Bastante comuns na região amazônica, as letras pintadas na proa das embarcações que circulam pelos rios amazônicos são mais do que simples identificação para esses veículos, elas carregam histórias, saberes e fazeres de uma região rica em diversidade. Flutuam pelos rios com seu colorido, chamando atenção de quem passa e despertando a curiosidade sobre sua história e formas de fazer. O Portal Jambu foi atrás dessa história.

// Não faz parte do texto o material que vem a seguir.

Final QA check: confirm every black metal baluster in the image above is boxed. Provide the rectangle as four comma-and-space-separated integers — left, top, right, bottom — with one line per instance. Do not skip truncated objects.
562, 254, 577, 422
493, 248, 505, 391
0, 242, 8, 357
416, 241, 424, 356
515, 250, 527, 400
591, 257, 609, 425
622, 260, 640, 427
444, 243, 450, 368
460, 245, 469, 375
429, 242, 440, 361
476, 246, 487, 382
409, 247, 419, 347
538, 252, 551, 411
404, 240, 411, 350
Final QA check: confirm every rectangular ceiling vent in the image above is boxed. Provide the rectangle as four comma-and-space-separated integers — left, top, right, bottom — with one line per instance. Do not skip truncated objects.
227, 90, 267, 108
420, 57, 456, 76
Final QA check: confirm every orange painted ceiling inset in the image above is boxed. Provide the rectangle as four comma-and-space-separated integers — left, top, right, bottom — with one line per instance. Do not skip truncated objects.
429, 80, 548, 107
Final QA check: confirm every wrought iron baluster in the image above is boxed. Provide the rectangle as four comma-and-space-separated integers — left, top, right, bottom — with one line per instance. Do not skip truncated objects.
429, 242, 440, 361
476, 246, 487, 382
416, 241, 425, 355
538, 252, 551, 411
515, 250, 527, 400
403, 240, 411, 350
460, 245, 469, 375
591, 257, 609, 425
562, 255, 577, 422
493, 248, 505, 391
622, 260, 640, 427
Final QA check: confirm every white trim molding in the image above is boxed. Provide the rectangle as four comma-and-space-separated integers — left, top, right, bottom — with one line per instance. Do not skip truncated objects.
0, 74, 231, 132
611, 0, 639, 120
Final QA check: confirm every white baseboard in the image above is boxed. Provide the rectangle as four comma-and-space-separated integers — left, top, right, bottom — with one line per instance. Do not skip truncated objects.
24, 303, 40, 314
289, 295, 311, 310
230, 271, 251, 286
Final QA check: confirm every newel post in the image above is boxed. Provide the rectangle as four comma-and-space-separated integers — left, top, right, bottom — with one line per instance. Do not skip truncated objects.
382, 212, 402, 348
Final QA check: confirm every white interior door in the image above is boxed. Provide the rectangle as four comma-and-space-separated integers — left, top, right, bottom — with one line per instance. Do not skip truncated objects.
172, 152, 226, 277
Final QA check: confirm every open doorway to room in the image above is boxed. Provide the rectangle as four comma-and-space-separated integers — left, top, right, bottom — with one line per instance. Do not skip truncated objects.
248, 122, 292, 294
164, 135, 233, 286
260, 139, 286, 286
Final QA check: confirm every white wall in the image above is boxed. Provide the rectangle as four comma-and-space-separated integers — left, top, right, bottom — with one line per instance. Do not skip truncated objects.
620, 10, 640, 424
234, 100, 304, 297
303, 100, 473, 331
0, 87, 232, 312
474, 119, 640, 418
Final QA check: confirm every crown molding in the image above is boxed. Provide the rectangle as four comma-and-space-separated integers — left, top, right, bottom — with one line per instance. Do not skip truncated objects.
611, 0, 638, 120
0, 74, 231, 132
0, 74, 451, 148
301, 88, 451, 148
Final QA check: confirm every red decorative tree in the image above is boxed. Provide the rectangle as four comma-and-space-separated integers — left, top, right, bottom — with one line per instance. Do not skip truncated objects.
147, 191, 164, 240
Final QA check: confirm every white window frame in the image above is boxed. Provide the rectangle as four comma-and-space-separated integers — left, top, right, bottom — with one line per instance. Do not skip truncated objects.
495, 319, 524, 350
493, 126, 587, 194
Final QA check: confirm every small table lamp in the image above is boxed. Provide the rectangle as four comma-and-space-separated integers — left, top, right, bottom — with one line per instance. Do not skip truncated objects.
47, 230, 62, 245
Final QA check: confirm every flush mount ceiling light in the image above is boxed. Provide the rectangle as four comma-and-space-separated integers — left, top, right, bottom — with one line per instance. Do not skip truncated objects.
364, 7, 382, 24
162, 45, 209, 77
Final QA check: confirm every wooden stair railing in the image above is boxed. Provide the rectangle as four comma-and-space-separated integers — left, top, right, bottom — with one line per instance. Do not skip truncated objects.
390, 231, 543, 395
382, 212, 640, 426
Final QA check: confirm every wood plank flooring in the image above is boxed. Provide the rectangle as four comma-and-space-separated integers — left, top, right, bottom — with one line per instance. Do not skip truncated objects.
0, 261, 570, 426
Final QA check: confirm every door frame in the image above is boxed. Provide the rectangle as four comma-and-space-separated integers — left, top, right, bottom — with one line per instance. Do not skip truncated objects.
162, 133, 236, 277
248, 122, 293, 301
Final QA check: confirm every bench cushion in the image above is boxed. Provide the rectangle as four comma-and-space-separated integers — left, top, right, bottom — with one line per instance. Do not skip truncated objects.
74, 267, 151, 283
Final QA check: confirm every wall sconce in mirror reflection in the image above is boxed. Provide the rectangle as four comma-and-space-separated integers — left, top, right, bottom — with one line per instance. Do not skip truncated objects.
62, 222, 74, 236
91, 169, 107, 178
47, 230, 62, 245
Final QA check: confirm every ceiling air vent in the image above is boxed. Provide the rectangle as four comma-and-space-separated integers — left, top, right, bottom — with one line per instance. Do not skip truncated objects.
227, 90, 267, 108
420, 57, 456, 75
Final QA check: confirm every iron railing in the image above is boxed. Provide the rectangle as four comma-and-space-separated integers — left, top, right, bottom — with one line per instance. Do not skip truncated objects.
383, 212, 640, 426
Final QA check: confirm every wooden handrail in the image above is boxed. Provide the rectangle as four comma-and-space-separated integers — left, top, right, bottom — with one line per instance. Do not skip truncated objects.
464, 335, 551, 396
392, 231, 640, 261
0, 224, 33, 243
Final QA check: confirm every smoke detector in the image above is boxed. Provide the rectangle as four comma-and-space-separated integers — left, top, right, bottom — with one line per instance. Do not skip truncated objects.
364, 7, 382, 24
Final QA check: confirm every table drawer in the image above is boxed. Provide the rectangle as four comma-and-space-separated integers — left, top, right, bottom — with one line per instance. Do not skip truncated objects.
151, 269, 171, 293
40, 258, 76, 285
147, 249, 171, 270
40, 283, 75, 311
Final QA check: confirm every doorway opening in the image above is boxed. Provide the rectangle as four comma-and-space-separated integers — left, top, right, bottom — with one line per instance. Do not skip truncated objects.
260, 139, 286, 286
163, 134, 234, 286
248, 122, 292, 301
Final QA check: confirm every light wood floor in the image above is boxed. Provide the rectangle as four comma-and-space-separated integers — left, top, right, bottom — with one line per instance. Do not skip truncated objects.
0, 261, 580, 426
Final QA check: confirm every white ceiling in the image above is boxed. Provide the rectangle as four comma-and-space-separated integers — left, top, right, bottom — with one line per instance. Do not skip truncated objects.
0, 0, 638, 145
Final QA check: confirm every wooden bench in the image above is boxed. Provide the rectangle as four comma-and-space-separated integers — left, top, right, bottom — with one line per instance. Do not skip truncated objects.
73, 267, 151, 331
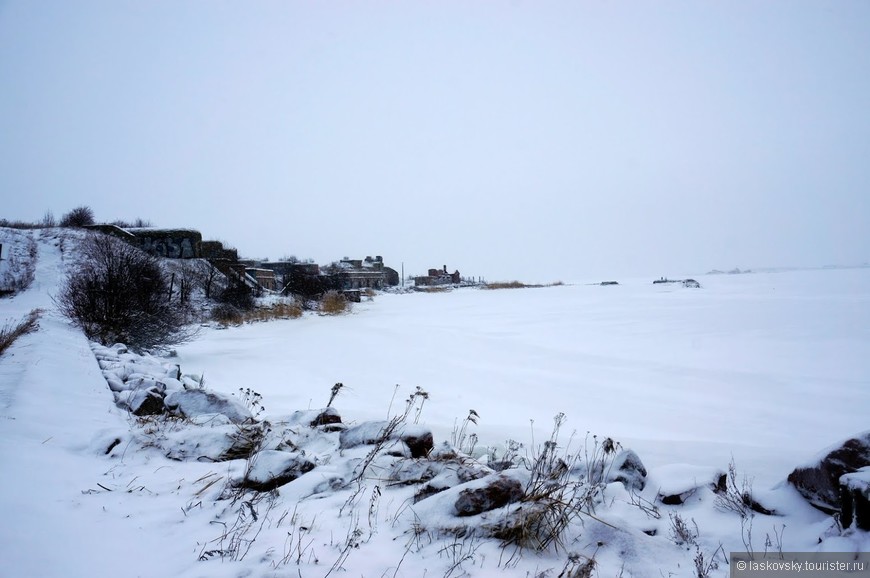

Por Kelvyn Gomes/Foto: Acervo Letras Que Flutuam

Rios de história

Uma das maiores referências sobre a Amazônia são seus rios. Vias de locomoção que serviram, inclusive, como estrada para a colonização, como, entre conflitos e tensões, para trocas culturais. São pelos rios que circulam os mais importantes veículos da região: as embarcações. De diferentes tamanhos e cores, transportando pessoas e mercadorias, sem os barcos nada, ou muito pouco se saberia sobre o Norte do Brasil. São eles que nos permitem sair dos grandes centros urbanos, e adentrar nos rincões da floresta, transpondo as possíveis últimas fronteiras.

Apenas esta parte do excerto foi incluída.